Thursday, March 12, 2009

Single-payer concept gets no respect

By AMY GOODMAN AND DENIS MOYNIHAN

President Barack Obama promises health care reform, but he has taken single-payer health care off the table. Single-payer is the system that removes private insurance companies from the picture; the government pays all the bills, but health care delivery remains private. People still get their choice of what doctor to go to and what hospital to use. Single-payer reduces the administrative costs and removes the profit that insurance companies add to health care delivery. Single-payer solutions, however, get almost no space in the debate.

A study released by Fairness and Accuracy in Reporting, a watchdog group, found that in the week before Obama's health care summit, of the hundreds of stories that appeared in newspapers and on the networks, "only five included the views of advocates of single-payer -- none of which appeared on television." Most columns that mentioned single-payer were written by opponents.

Congress is considering HR 676, "Expanded and Improved Medicare for All," sponsored by John Conyers, D-Mich., with 64 co-sponsors. Yet even when Conyers directly asked Obama at a Congressional Black Caucus meeting if he could attend the White House health care summit, he was not immediately invited. Nor was any other advocate for single-payer health care.

Conyers had asked to bring Dr. Marcia Angell, the first woman editor in chief of the New England Journal of Medicine, the most prestigious medical journal in the country, and Dr. Quentin Young. Young is perhaps the most well-known single-payer advocate in America. He was the Rev. Martin Luther King Jr.'s doctor when King lived in Chicago. "My 15-minute house calls would stretch into three hours," he told me.

But he came to know Barack Obama even better. Though his medical partner was Obama's doctor, Young was his neighbor, friend and ally for decades. "Obama supported single-payer, gave speeches for it," he said.

This past weekend, hundreds turned out to honor the 85-year-old Young, including the Illinois governor and three members of Congress, but the White House's response to Conyers' request that Young be included in the summit? A resounding no. Perhaps because Obama personally knows how persuasive and committed Young is.

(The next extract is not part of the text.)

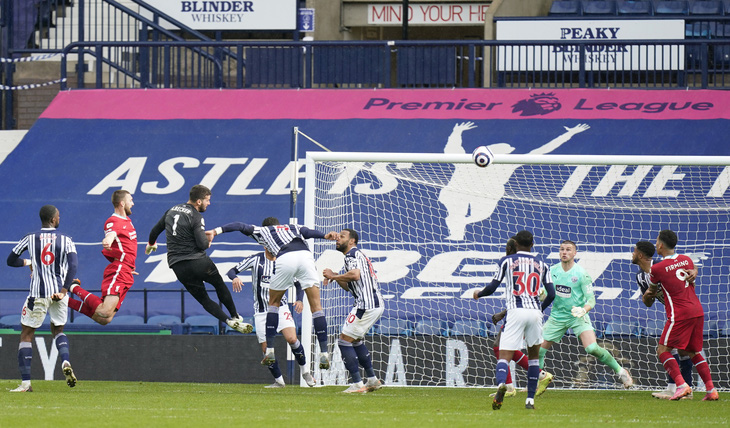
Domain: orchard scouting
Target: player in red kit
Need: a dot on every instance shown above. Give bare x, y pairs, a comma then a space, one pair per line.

After much outcry, Conyers was invited. Activist groups like Physicians for a National Health Program (pnhp.org) expressed outrage that no other single-payer advocate was to be included among the 120 people at the summit. Finally, the White House relented and invited Dr. Oliver Fein, president of PNHP. Two people out of 120.

Locked out of the debate, silenced by the media, single-payer advocates are taking action. Russell Mokhiber, who writes and edits the Corporate Crime Reporter, has decided that the time has come to directly confront the problem of our broken health care system. He's going to the national meeting of the American Health Insurance Plans, and is joining others in burning their health insurance bills outside in protest. Mokhiber told me, "The insurance companies have no place in the health care of American people. How are we going to beat these people? We have to start the direct confrontation." Launching a new organization, Single Payer Action (singlepayeraction.org), Mokhiber and others promise to take the issue to the insurance industry executives, the lobbyists and to the members of Congress directly, in Washington, D.C., and their home district offices.